Alpine Climbing (NCCS)
|Grade I:||Normally requires several hours; can be of any difficulty.|
|Grade II:||Requires half a day; any technical difficulty|
|Grade III:||Requires a day to do the technical portion; any technical difficulty|
|Grade IV:||Requires a full day for the technical portion; the hardest pitch is usually no less than 5.7 (in the Yosemite Decimal System rating)|
|Grade V:||Requires a day and a half; the hardest pitch is usually 5.8 or harder|
|Grade VI:||A multiday excursion with difficult free climbing and/or aid climbing|
Free Climbing (YDS)
Class 1: Hiking
Class 2: Simple scrambling, with the possible occasional use of the hands
Class 3: Scrambling; a rope might be carried
Class 4: Simple climbing, often with exposure. A rope is often used. A fall on Class 4 rock could be fatal. Typically, natural protection can be easily found
Class 5: Where rock climbing begins in earnest. Climbing involves the use of a rope, belaying, and protection (natural or artificial) to protect the leader from a long fall. Fifth class is further defined by a decimal and letter system – in increasing and difficulty. The ratings from 5.10-5.15 are subdivided in a, b, c and d levels to more precisely define the difficulty (for example: 5.10a or 5.11d)

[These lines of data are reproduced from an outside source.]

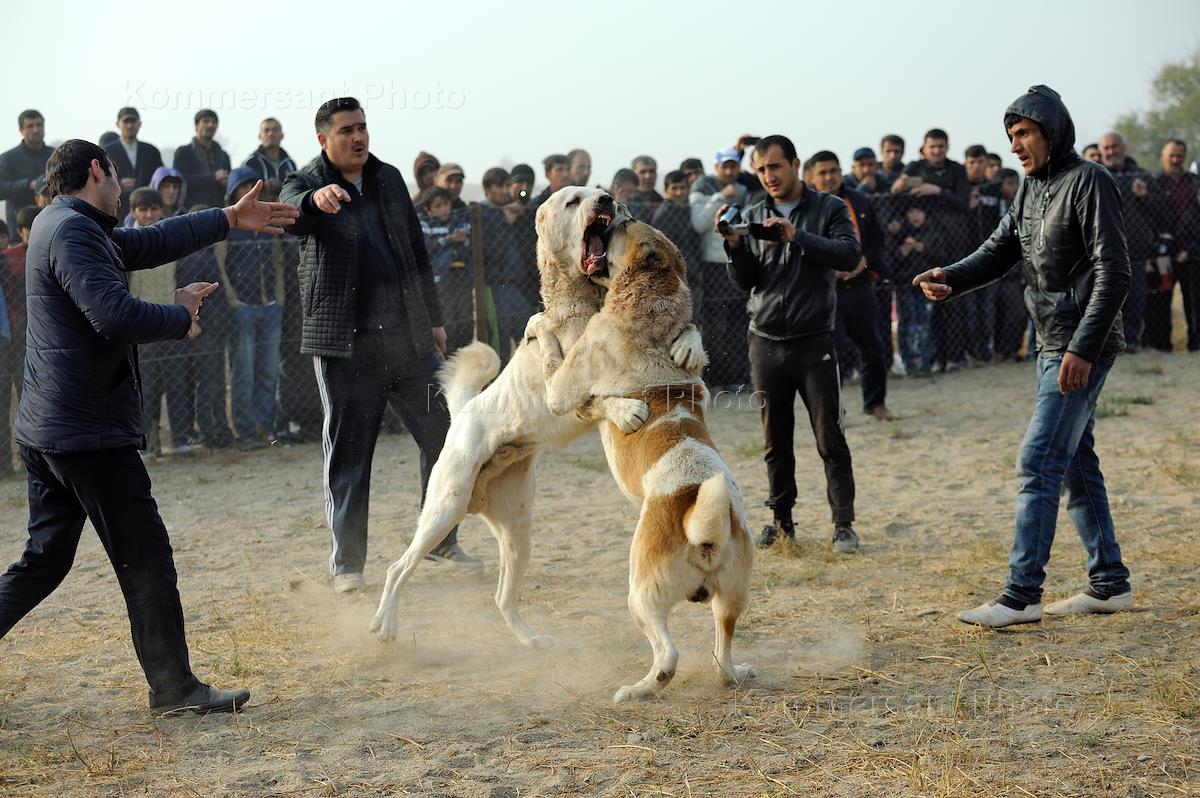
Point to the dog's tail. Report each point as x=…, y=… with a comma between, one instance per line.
x=467, y=372
x=708, y=525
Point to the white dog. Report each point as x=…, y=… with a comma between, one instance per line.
x=691, y=540
x=487, y=462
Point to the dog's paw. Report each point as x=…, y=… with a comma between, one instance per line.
x=688, y=351
x=628, y=414
x=742, y=672
x=384, y=627
x=533, y=325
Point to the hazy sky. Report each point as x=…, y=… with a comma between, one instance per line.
x=489, y=84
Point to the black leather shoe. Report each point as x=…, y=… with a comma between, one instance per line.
x=202, y=701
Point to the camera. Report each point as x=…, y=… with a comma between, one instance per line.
x=730, y=223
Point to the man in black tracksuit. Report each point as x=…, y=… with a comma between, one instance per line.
x=372, y=323
x=858, y=315
x=792, y=285
x=79, y=421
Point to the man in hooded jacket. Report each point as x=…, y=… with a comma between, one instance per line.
x=1067, y=227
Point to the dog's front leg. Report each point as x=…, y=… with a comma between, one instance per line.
x=551, y=347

5.0-5.7: Easy for experienced climbers; where most novices begin.
5.8-5.9: Where most weekend climbers become comfortable; employs the specific skills of rock climbing, such as jamming, liebacks, and mantels.
5.10: A dedicated weekend climber might attain this level.
5.11-5.15: The realm of true experts; demands much training and natural ability and, often, repeated working of a route.